Why is there a reference count?
Repacking Callback
The repacking
process is delegated to a user provided function
As seen in the CollectGarbage
method above.
public delegate void RepackDelegate(IProgress<double> progress, List<Hash> hashes, ArchiveReference<TParsedHeaderState> archive);
This makes testing easier, and provides greater flexibility.
To this method we plug a function to Remove Unused Items and Update the DataStore.
Open Questions
- When should Garbage Collection run?
- Should it be triggered in the background automatically?
- Or perhaps as part of events like loadout deletion?
- Are there any specific optimizations needed for very large numbers of archives or files?
- Other than the ones already brought up in this ADR.
Some of these will be decided in the future, based on results.
Future Work
These items would eventually require their own separate ADR and issues.
Hard deletion of old loadout data on GC.
Post GC, legacy loadout data does not serve much usefulness
Leftover legacy data in the Database would instead slow down queries, including
those needed by Garbage Collection
itself. Ideally, entire entities could be completely
removed from the DataStore
.
Limiting Archive Sizes on Backup
Performance of the repacking step is limited by disk speed.
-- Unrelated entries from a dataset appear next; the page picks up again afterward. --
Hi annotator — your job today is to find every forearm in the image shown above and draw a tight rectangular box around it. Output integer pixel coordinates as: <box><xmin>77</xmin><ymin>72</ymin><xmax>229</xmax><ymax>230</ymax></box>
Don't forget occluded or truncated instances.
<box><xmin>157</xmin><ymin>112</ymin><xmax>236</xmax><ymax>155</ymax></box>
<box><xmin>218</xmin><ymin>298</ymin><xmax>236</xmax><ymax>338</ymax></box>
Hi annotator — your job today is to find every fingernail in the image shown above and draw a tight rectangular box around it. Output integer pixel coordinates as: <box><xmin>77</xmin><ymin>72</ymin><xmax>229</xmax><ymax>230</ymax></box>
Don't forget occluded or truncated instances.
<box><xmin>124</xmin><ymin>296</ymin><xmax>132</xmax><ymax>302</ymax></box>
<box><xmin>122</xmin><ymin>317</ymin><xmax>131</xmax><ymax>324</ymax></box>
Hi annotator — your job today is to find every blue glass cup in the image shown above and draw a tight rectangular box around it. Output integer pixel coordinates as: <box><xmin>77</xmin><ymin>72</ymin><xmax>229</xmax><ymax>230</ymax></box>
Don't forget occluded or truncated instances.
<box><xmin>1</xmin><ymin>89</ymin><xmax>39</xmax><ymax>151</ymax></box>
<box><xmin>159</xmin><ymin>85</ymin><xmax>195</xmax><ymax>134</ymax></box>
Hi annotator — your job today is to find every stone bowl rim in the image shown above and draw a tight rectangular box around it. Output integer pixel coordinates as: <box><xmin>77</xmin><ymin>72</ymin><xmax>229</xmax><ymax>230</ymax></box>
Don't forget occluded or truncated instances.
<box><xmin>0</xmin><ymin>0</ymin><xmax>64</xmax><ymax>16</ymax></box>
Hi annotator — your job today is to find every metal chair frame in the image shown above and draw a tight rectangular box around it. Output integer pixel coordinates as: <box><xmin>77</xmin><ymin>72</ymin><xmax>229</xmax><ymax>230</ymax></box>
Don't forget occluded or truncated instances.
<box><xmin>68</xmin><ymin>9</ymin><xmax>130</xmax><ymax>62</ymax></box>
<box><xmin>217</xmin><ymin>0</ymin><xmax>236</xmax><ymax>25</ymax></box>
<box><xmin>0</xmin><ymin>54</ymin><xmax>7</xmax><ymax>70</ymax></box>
Some mods, for example Skyrim 202X: Architecture, can be quite large; for instance, in this case, around 10GiB.
This is problematic, because if you download an update to this mod, which has some new files, and then delete the old version; a large amount of the 10GiB archive may still be used. In which case this amounts to a 10GiB copy.
The current proposal is to limit archive size to 1GiB; but this may change in the future.
Archive Compaction/Merging
Removal of Mod Versions/Revisions May lead to Fragmentation of Mod Files
Consider a situation where you have a long-lived loadout with some large mods:
graph LR
V8["202X V8\nFiles: 650"] --> V9["202X V9\nFiles: 100"]
V9 --> V10["202X V10\nFiles: 100"]
V10 --> V11["202X V11\nFiles: 100"]
(Where each version's file count shows a number of new
or changed
files.)
Eventually you may delete a loadout, or trim the history of a loadout, which may leave you with a situation like this:
graph LR
V8["202X V8\nFiles: 650"] --> V9["202X V9\nFiles: 720"]
V9 --> V10["202X V10\nFiles: 100"]
V10 --> V11["202X V11\nFiles: 100"]
style V8 fill:#40404040,stroke:#ffffff,color:#ffffff
style V9 fill:#40404040,stroke:#ffffff,color:#ffffff
style V10 fill:#40404040,stroke:#ffffff,color:#ffffff
If you want to extract 202X V11
, you'll need to extract the contents left in the
original archives made by V8
, V9
, V10
, and V11
; even though the older
versions of these mods no longer exist.
In the long term, this sort of fragmentation will lead to a lot of handle opens and as a result, slow apply times (especially on Windows).
No planned work for this yet; just a far future concern needing addressing.